Izzie rubbed her brow. “I’m not sure that he will. He’s never asked me to dance before.”
“Of course, he will,” Diana said encouragingly. “And then you can complain of being overheated and ask him to take you for a turn about the balcony.”
Izzie wrung her hands. “But what if he doesn’t?” It wasn’t like her to be such a sheep’s heart.
But she found that she cared what Mr. Nettlethorpe-Ogilvy thought of her in a way that she hadn’t with any other man.
“Then you’ll have to flirt with him,” Diana said, taking a handful of bread and scattering it before a pair of passing swans.
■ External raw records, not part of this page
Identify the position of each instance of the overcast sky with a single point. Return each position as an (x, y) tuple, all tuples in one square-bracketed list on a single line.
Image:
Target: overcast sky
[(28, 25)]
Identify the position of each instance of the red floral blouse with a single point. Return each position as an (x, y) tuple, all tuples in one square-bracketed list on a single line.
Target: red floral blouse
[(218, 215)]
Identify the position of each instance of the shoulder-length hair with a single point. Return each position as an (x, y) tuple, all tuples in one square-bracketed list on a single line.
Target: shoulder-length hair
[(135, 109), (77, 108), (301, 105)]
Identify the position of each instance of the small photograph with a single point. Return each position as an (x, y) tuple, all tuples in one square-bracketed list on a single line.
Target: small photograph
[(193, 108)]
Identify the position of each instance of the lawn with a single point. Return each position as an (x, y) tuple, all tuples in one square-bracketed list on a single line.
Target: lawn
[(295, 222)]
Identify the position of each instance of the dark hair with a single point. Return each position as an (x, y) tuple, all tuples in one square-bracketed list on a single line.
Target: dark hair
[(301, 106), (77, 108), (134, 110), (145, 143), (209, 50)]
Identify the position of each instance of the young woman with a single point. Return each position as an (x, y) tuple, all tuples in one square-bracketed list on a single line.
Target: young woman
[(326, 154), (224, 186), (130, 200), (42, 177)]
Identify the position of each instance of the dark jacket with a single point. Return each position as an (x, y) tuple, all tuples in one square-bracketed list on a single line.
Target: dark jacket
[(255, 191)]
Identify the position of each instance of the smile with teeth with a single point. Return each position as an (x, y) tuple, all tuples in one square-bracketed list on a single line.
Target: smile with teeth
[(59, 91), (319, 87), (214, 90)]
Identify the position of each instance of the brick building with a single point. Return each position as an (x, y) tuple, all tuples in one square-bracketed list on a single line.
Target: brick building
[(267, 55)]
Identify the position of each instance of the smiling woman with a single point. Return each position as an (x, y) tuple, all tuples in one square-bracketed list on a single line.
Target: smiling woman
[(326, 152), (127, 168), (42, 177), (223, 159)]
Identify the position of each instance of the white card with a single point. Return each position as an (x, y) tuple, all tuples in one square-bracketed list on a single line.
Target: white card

She said this as if it were a simple matter, but Izzie found herself at a loss. She was far more accustomed to terrifying men by stating her forthright and often unflattering opinions.
“I haven’t much experience with flirting,” she admitted. “Before last night, I hadn’t found a man I considered to be worthy of flirting with.”
“Oh!” Diana looked surprised. “Well, Lucy knows how to do it.”
“What? Me?” Lucy jerked her head around, startled. “I haven’t the faintest clue.”
Diana put her hand upon her hip. “How many proposals have you received this Season?”
Lucy waved this off. “Just six. But that doesn’t mean I know how toflirt.”
“Well, you must be doing something right,” Diana argued.
“It’s her natural disposition,” Izzie said. “Everyone flocks to Lucy.”
While Izzie was naturally acerbic, her twin was as sweet as spun sugar. Lucy didn’t have to try to flirt because Lucy was naturally interested in people and genuinely thought highly of everyone she met. Men felt flattered when she hung on their every word and peppered them with questions about their interests and accomplishments. Little did they know that Lucy treated the scullery maids the same way. It was just who she was.
Izzie loved her sister more than anything, but she did worry about her. She was far too trusting. The six men who had offered for her had been a mixture of fortune hunters and puffed-up buffoons, and Lucy would have accepted every one of them had Izzie not sat her down and explained precisely why those men were not worthy of her.